December 22, 2008
China Livestock Market Weekly Review: Livestock prices seen to rise before the Spring Festival


An eFeedLink Exclusive


Market analysis


Hog prices fell during the week in review while broiler prices rose.


Corn prices fell on poorer demand. Many soy crushers suspended operations in an effort to prop up soymeal prices.


Prices of cottonseed meal, rapeseed meal and fishmeal declined on weaker demand.  



Market forecast: Feed prices to fall further; livestock replenishment to fall amid depressing market situations


Feed prices


Prices of feed raw materials will continue to fall. Amid the global credit crunch, ample supplies of corn in China and lower international prices compared with corn prices in China, buyers stayed on the sidelines.


More soy crushers are expected to resume crushing activity in the coming week. Increased soymeal supplies will therefore cause soymeal prices to fall.
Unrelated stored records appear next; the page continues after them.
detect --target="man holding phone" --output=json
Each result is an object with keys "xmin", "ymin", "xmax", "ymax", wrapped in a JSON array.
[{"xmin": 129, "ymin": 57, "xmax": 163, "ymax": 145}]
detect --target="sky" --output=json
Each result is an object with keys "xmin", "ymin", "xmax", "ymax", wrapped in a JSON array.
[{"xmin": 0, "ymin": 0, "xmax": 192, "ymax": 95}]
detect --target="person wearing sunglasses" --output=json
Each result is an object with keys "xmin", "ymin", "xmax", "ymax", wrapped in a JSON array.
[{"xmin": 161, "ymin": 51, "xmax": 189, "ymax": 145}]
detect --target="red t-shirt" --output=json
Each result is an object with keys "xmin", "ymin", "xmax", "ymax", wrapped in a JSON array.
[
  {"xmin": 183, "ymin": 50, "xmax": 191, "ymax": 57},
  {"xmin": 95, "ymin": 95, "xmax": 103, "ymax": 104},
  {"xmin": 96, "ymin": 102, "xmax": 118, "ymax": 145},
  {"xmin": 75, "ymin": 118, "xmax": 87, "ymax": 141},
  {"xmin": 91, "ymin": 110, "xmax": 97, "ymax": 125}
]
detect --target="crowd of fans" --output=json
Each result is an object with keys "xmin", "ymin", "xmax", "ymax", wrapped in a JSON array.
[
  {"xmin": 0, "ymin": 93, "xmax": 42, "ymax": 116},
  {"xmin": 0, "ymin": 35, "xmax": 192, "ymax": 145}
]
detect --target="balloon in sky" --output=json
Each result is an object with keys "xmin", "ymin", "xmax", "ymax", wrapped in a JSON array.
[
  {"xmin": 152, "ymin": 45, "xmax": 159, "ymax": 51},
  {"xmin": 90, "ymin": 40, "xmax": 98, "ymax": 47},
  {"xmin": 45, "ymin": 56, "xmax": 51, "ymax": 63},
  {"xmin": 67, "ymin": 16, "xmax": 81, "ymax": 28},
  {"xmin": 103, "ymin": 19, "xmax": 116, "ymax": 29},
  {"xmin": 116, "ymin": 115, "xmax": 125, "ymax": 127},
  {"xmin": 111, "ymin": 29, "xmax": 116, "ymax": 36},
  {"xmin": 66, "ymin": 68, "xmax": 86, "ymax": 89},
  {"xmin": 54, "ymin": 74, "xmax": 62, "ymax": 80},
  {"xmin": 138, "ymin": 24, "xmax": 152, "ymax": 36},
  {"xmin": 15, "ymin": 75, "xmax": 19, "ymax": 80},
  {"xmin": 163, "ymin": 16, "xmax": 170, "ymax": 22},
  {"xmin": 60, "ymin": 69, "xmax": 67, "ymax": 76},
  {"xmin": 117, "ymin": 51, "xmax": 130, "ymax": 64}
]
Prices of cottonseed meal, rapeseed meal and fishmeal will fall further on further weakness in demand.


Livestock prices 


Hog prices fell during the week in review, having risen consecutively for four weeks, as pork demand started to fall in southern China.


Most of the consumers in Guangdong province have already purchased sufficient pork for the production of waxed meat. At the same time, pork demand by ex-factories workers who had returned to their home villages after the loss of their jobs in the cities has fallen as these ex-factory workers no longer have the means to afford expensive meat products.


However, lower hog prices did not have much impact on hog replenishment rate as backyard farmers remained pessimistic with the market outlook while large-scale hog farms were reluctant to increase replenishment amid market uncertainties.


More factory workers and students are expected to return to their home villages starting early January in order to celebrate the Spring Festival with their families. This will lead to lower pork consumption in the cities, but will bring about higher pork consumption in the rural areas, including the main hog production provinces.


The outbreak of bird flu in Jiangsu had little or no impact on broiler prices. In fact, broiler prices were higher in most regions. This is because the outbreak happened among layers instead of broilers. Also, the outbreak happened two to three weeks ago and hence the market effect has already been muted in the past week.


At the same time, the recent outbreak has not resulted in any loss of human lives. Consumers were not much affected with consuming broiler meat.


Broiler prices in Guangdong recovered from the earlier slide caused by a ban to supply broilers to Hong Kong after bird flu was detected there.


Broiler prices have stayed high despite consecutive outbreaks of bird flu in China and Hong Kong. However, this does not mean that broiler rearing interest has increased. Most farmers expect broiler demand will likely fall in early February after the Spring Festival. Broiler replenishment volume will therefore decline. In addition, most broiler farmers have only begun to make some profits in recent weeks. Fear of losses and worries of the declining economic situation in 2009 will cause broiler farmers to be cautious with replenishment.